As this week brings news of our local unemployment rate just beginning to taper downward, local businesses are peering out from their frozen dens for the first signs of Spring. That’s of little solace to thousands of our families still losing their homes and jobs, but it does raise a crucial question as we try to get people back to work: how can we best communicate to businesses that they should make San José the place to grow?
Although the media typically focuses on the flight of jobs and companies from California, a 2007 study from Public Policy Institute of California found that far greater employment shifts occur within California, from businesses moving from one county to another—usually adjacent—California county. Yet an even larger impact on local jobs comes from a corporate boardroom’s decision about where and whether they will expand, rather than whether or where they will relocate. The authors, economists Jed Kolko and David Neumark, conclude that real estate costs appear to drive many of those decisions. Naturally, the regulatory costs that cities impose on a company’s real estate decisions also play a key role.
This week, Mayor Chuck Reed and Councilmembers Rose Herrera, Nancy Pyle, and I will lay out a multi-pronged business incentive plan. We don’t pretend that this will provide the panacea for our anemic job growth, or that any one of these proposals will itself magically alter the trajectory of a San José business. Rather, we aim to improve the perception about doing business in San José, and to encourage business decision-makers to take advantage of the City’s willingness to help them hire and grow here. These proposals include:
• Waiving business license fees on any new small business employing up to 8 employees, to help the many residents—particularly in our immigrant communities—who often start small businesses during periods of high unemployment;
• Reimbursing companies for city fees on tenant improvements or new development, by rebating the additional tax revenues created by the development activity over several years;
• Creating a fund to pay for expedited permitting where we need to move nimbly to secure a company’s expansion, tenant improvements, or move into a vacant building;
• Waiving fees for employee parking in public garages for two years for any company choosing to enter or renew a lease in a downtown office or retail space;
• Deferring the payment of some City impact fees on development—relating to transportation, sewer, or other infrastructure improvements—where those improvements will phase in over time; and
• Working with local business organizations to effectively spread the word about these incentives, and other programs, such as Enterprise Zone tax credits, that will make San José the place to hire and grow business.
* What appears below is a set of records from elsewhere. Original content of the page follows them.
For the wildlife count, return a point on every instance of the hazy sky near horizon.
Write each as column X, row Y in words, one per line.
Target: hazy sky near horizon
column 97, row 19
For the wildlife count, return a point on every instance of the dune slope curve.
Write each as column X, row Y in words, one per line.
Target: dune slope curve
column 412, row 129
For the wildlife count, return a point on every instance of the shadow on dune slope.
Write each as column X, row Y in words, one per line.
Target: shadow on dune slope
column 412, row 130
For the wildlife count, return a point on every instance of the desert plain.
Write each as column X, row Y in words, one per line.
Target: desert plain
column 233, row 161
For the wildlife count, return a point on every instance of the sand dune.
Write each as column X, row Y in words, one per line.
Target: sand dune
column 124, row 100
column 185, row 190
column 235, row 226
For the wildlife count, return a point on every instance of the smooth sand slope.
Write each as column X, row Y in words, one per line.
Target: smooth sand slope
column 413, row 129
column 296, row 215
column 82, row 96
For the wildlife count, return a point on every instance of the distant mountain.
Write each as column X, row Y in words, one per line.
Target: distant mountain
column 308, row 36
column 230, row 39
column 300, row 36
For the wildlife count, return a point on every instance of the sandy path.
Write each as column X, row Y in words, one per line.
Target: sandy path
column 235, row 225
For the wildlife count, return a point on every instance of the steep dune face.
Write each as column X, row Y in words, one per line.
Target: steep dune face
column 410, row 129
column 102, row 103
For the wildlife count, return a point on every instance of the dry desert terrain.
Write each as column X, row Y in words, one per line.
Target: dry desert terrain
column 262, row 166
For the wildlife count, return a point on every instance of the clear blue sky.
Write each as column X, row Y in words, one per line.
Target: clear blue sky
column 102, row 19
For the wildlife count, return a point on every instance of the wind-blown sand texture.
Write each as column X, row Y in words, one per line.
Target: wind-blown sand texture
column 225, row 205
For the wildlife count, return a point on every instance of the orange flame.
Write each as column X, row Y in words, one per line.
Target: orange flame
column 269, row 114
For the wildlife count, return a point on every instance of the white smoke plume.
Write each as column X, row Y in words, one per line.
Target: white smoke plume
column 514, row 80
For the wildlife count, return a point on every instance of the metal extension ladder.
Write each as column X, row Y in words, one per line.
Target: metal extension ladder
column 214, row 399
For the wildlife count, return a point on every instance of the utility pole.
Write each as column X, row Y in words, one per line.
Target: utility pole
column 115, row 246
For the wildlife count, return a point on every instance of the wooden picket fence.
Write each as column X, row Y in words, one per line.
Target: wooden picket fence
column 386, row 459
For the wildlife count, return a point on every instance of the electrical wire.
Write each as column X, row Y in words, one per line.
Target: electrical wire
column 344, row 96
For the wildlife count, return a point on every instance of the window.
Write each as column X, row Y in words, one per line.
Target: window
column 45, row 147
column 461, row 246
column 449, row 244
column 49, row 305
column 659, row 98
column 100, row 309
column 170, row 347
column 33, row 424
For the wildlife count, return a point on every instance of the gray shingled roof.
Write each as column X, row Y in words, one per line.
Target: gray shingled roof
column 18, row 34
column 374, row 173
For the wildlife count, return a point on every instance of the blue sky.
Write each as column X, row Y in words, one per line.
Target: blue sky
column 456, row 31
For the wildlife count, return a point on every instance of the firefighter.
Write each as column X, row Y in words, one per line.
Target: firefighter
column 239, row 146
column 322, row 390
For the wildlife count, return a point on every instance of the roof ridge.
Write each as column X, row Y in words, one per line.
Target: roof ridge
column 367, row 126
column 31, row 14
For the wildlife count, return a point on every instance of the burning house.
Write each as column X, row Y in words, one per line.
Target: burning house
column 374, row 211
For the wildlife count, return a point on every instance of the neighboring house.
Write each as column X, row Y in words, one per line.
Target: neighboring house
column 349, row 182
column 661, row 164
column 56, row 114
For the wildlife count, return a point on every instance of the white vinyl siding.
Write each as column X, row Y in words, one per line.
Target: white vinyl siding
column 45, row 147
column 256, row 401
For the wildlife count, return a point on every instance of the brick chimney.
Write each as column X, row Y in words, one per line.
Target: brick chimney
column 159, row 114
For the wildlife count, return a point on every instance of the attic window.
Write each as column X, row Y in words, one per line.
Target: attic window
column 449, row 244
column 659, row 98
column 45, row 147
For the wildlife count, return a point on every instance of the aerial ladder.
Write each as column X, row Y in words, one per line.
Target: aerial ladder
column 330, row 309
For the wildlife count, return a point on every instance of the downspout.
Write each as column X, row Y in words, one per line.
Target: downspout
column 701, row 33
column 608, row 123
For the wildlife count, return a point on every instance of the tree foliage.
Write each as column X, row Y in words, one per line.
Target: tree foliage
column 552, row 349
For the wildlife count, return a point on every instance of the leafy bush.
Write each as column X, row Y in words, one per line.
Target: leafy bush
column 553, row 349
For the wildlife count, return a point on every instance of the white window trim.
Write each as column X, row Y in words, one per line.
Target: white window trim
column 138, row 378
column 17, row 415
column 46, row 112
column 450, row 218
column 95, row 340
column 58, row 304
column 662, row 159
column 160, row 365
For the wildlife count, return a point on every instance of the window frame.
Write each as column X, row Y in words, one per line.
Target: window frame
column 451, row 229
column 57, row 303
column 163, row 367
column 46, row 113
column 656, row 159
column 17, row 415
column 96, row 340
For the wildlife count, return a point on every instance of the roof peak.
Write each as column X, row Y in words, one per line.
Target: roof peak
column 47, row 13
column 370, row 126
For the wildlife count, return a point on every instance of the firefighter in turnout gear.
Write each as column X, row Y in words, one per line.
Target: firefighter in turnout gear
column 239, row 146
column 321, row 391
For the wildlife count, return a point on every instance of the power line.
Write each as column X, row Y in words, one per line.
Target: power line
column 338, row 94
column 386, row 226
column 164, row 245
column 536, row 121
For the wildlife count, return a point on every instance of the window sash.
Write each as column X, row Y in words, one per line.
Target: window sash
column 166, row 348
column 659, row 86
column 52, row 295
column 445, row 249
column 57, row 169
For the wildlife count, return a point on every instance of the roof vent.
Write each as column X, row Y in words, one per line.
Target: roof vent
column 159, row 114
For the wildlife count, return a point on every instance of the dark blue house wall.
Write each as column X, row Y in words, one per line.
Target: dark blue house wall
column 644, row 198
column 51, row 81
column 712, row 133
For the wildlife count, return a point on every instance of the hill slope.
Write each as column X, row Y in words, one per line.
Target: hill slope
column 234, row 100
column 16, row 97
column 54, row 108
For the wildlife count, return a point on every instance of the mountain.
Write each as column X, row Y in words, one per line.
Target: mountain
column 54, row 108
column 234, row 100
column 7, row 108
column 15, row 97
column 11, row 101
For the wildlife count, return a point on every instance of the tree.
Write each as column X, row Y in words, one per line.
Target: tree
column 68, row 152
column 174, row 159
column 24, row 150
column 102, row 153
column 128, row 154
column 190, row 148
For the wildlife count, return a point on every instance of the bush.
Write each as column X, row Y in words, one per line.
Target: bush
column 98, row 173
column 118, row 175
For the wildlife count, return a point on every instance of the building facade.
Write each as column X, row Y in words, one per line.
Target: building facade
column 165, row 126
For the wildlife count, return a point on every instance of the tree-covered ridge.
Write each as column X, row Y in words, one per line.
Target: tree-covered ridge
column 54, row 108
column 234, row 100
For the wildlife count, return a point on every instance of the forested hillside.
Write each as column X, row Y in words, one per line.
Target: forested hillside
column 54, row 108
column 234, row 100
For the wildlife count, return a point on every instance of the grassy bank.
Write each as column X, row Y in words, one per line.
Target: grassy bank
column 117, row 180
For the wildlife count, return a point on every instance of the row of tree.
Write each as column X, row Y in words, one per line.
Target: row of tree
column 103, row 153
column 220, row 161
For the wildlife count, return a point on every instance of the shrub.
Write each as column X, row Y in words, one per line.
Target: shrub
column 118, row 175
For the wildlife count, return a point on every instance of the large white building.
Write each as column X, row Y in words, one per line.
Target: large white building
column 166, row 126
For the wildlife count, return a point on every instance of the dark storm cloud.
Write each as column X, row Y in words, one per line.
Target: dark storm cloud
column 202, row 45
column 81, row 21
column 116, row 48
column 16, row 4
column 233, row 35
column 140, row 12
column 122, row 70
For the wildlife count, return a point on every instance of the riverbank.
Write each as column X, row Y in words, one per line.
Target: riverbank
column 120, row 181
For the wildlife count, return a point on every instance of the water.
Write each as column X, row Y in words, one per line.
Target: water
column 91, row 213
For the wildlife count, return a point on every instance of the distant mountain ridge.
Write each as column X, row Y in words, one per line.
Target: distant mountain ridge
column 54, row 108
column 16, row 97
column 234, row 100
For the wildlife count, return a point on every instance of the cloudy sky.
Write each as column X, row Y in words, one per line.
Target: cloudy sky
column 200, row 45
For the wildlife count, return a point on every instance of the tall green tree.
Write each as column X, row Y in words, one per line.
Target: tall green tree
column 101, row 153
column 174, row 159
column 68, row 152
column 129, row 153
Two principles animate these proposals. First, we need to take calculated risks to become a locus of job creation. Doing nothing, of course, poses far greater risks, by condemning us to our current economic anemia. Second, with a $100 million deficit, the City cannot use current dollars as an incentive for business activity. As our Office of Economic Development has explored, however, we can commit future tax revenues generated by that new business activity.
These ideas, and others that might be generated by the community, local businesses, and our colleagues, can work effectively if packaged together to sell San José to the rest of the world—but only if we act with the urgency that our struggling families deserve.
Sam Liccardo represents District 3 on the San Jose City Council.